Aqui está um povo inteiro a se movimentar no tempo.
Abrigado pelas asas dos encantados.
A dançar o jarê, a cavoucar a terra, a recolher peixes nas torrentes.
Daqui flui suor e cheiro das peles negras.
E muito sangue, também.
Pois não há movimento que fuja a desfecho sangrento.
E não há pessoa ou povo que suporte por muito tempo açoite.
Aqui a memória se aviva, revê o ciclo doloroso da servidão.
E a agitação de corpos e mentes no esforço para rompê-lo.
Aqui mora a família Chapéu Grande, uma que merece verbete.

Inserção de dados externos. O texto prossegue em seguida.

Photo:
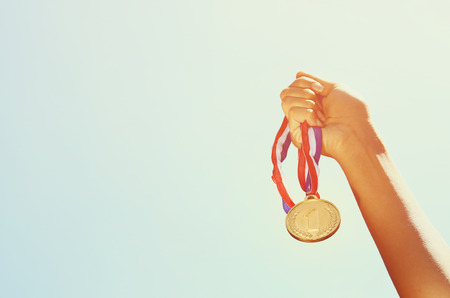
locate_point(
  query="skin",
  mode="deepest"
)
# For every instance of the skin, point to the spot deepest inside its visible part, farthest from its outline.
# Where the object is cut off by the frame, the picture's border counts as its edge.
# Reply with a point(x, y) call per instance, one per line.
point(415, 255)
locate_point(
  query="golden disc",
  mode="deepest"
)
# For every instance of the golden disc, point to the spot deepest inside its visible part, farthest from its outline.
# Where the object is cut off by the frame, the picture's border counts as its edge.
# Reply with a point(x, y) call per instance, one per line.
point(313, 220)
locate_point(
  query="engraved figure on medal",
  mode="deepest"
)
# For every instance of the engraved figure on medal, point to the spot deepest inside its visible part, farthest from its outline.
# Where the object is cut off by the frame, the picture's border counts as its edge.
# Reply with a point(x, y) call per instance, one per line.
point(313, 220)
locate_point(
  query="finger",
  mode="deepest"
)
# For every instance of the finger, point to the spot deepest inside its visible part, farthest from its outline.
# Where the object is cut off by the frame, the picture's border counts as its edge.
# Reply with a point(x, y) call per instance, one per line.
point(290, 102)
point(328, 86)
point(298, 92)
point(302, 93)
point(305, 82)
point(299, 115)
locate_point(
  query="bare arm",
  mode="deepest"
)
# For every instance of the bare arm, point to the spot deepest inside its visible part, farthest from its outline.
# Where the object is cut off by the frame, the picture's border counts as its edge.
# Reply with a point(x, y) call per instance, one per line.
point(415, 255)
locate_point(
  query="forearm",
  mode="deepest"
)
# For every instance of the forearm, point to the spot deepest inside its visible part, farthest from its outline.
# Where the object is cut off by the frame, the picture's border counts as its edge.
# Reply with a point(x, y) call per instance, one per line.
point(416, 256)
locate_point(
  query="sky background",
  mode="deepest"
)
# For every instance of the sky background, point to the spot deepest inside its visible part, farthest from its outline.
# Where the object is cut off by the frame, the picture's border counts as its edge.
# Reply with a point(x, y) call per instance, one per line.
point(136, 140)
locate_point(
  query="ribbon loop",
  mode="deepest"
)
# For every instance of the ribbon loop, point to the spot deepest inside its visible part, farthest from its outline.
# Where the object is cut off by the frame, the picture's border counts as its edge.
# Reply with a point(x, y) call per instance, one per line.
point(308, 165)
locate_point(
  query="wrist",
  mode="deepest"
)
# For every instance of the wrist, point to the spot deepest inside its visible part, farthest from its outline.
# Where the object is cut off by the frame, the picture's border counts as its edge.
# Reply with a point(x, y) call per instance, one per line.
point(362, 141)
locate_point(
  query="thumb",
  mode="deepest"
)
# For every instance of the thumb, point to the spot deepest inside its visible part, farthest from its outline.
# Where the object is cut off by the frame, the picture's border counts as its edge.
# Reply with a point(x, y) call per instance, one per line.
point(328, 86)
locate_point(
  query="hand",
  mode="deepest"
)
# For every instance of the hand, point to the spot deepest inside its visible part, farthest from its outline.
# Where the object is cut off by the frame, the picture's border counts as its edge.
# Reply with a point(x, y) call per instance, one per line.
point(341, 115)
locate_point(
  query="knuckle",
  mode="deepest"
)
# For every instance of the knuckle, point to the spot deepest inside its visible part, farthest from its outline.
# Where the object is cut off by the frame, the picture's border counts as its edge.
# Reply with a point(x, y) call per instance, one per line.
point(283, 93)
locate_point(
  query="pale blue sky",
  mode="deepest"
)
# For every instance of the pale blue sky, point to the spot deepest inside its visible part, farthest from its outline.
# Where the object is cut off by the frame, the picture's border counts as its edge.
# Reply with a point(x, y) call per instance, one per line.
point(136, 138)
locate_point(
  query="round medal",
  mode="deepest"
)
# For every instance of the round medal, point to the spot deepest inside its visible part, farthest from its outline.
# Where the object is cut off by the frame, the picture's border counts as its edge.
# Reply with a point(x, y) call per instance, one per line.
point(313, 220)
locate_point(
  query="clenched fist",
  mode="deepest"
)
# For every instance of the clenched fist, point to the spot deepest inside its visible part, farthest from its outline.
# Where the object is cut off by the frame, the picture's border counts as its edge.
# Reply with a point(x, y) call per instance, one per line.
point(342, 116)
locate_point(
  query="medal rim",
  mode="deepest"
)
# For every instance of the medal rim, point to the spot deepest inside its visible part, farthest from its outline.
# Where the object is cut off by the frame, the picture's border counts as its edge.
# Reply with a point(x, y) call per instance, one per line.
point(307, 200)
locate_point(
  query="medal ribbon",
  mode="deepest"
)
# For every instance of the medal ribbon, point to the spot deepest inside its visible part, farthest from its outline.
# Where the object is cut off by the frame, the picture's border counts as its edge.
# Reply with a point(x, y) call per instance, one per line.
point(308, 164)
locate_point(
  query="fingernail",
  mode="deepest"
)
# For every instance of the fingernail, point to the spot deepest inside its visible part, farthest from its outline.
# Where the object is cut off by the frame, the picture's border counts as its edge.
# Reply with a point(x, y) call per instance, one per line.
point(321, 116)
point(317, 87)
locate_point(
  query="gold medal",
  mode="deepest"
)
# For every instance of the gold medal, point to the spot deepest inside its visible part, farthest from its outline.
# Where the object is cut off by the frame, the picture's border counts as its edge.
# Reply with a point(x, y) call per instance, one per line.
point(313, 220)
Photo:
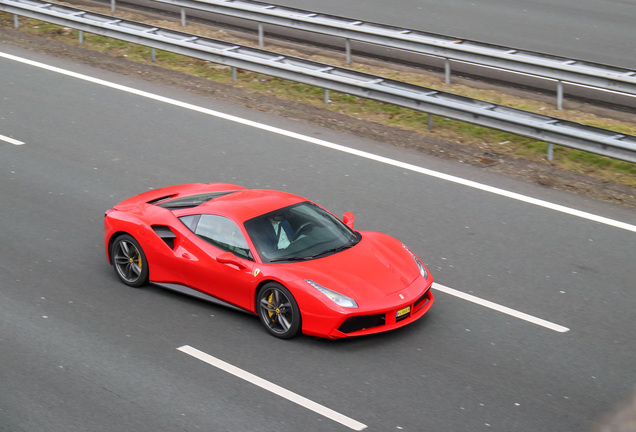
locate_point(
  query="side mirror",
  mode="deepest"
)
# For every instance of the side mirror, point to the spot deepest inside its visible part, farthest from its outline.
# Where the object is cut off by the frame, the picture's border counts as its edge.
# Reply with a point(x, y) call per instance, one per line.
point(348, 218)
point(231, 259)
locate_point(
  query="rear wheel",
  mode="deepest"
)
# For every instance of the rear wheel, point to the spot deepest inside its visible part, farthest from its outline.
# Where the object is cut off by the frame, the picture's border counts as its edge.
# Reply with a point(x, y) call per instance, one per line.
point(129, 261)
point(278, 311)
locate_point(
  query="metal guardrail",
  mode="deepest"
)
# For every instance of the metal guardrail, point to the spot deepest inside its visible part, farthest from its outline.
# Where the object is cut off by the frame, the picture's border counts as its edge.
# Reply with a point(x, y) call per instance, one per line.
point(543, 128)
point(560, 69)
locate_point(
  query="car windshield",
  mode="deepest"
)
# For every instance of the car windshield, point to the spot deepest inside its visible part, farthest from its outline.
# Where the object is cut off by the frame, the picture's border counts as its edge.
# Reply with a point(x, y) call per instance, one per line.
point(300, 232)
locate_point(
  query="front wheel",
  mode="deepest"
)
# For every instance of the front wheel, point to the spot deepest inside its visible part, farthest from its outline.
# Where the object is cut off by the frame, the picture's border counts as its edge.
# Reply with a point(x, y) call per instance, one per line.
point(278, 311)
point(129, 261)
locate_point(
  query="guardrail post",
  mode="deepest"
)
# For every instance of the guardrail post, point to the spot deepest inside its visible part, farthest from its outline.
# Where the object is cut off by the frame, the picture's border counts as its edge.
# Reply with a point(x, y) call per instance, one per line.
point(447, 70)
point(260, 35)
point(183, 17)
point(559, 95)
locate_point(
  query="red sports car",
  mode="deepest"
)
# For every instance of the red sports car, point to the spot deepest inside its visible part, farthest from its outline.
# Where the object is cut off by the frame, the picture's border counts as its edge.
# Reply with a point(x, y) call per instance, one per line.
point(269, 253)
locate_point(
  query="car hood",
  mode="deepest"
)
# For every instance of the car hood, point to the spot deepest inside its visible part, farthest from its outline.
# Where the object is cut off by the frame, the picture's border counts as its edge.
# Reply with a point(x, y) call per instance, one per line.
point(378, 265)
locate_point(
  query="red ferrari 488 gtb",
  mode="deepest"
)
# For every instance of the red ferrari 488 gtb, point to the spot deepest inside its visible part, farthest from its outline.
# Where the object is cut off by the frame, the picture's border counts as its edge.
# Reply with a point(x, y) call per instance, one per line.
point(269, 253)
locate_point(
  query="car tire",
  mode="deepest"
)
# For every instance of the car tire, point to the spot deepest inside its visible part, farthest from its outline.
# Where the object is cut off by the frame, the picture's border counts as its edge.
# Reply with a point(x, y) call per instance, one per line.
point(278, 311)
point(129, 261)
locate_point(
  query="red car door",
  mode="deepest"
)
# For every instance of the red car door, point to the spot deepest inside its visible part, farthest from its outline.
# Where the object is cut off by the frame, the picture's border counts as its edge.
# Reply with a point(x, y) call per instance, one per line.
point(215, 260)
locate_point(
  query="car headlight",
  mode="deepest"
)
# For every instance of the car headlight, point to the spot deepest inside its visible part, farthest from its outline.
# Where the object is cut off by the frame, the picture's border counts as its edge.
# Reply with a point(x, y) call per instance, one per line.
point(337, 298)
point(420, 266)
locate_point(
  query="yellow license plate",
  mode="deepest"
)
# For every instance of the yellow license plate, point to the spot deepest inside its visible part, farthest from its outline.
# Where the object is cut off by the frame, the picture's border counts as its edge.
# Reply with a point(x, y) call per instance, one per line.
point(403, 312)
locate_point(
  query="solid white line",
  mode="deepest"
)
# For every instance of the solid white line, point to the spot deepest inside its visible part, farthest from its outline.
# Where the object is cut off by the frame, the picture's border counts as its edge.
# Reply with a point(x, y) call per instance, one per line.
point(264, 384)
point(10, 140)
point(500, 308)
point(333, 146)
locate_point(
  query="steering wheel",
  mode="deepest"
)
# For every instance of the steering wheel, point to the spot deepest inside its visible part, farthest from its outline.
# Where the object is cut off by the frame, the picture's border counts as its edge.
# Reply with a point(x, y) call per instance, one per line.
point(304, 227)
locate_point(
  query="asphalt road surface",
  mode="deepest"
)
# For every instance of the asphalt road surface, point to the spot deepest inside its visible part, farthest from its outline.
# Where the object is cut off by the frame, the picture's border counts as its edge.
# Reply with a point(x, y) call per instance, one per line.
point(79, 351)
point(601, 31)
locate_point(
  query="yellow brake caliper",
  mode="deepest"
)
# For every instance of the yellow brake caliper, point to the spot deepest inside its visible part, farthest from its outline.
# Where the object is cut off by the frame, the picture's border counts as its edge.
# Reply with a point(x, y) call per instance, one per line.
point(270, 299)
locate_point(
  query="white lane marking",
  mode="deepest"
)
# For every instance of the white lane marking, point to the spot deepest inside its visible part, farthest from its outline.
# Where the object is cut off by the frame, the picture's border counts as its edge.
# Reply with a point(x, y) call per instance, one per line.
point(333, 146)
point(10, 140)
point(264, 384)
point(500, 308)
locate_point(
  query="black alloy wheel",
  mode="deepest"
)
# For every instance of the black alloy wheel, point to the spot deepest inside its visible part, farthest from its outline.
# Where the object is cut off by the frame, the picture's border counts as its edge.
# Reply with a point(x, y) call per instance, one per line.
point(129, 261)
point(278, 311)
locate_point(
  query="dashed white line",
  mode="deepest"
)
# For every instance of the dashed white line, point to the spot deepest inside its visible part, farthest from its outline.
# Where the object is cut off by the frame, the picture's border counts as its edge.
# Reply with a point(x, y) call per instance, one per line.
point(271, 387)
point(10, 140)
point(500, 308)
point(333, 146)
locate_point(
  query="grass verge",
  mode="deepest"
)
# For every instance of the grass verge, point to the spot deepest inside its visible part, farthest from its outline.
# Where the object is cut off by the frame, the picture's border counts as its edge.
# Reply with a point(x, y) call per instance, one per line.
point(492, 142)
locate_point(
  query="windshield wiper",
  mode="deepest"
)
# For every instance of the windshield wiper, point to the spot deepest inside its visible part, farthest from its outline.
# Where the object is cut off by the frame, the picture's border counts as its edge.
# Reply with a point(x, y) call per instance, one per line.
point(331, 251)
point(292, 258)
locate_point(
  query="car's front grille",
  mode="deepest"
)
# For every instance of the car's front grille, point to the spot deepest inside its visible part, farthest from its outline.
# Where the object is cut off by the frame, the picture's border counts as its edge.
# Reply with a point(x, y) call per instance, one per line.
point(364, 322)
point(354, 324)
point(421, 302)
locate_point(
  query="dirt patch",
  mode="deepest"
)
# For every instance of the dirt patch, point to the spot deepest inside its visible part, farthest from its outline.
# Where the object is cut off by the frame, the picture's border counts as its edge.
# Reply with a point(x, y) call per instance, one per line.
point(539, 173)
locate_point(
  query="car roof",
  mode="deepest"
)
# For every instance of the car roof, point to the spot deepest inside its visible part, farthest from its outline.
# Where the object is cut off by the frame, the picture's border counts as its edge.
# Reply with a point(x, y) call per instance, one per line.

Pois grande é o coração do serviço de cura.
Aqui está a prova de que não há tema esgotado.
Torto arado se irmana a Tempo de espalhar pedras.
Itamar Vieira Junior finca o pé no topo.
E faz isso por cavar profundo na alma.
Por valorar os caminhos e as tormentas de sua etnia.
Por escrever sobre o que bem conhece.
Adentre, leitor, na esgotada Chapada Velha.
Sem diamantes, mas com os coronéis de sempre.
E o povo deseirado, destelhado, coberto apenas por barro seco.
E conheça duas irmãs, como outras tantas, a viver suas desditas.
Nas covas do Viração.
Na agitação de servir a uma antiga entidade.
Quanto cabe de revolta num silêncio forçado?
Donana sabia, Belonísia também, Bibiana aprendeu.
Não há vida sem loucuras repentinas, pois a dor assume essa forma.
O que foi se repete, pra nossa desgraça e vergonha.
Torto mundo, vidas tortas, coisa sem jeito, pelo que vemos na tevê.
Mas é preciso conhecer, reconhecer até aprender a servir e a perdoar.
O tapa de Mãe Salu precisa marcar de vez o rosto do Brasil.
Torto arado, de Itamar Vieira Junior, romance vencedor do Prêmio Leya 2018, publicado no Brasil pela Editora Todavia, em 2019.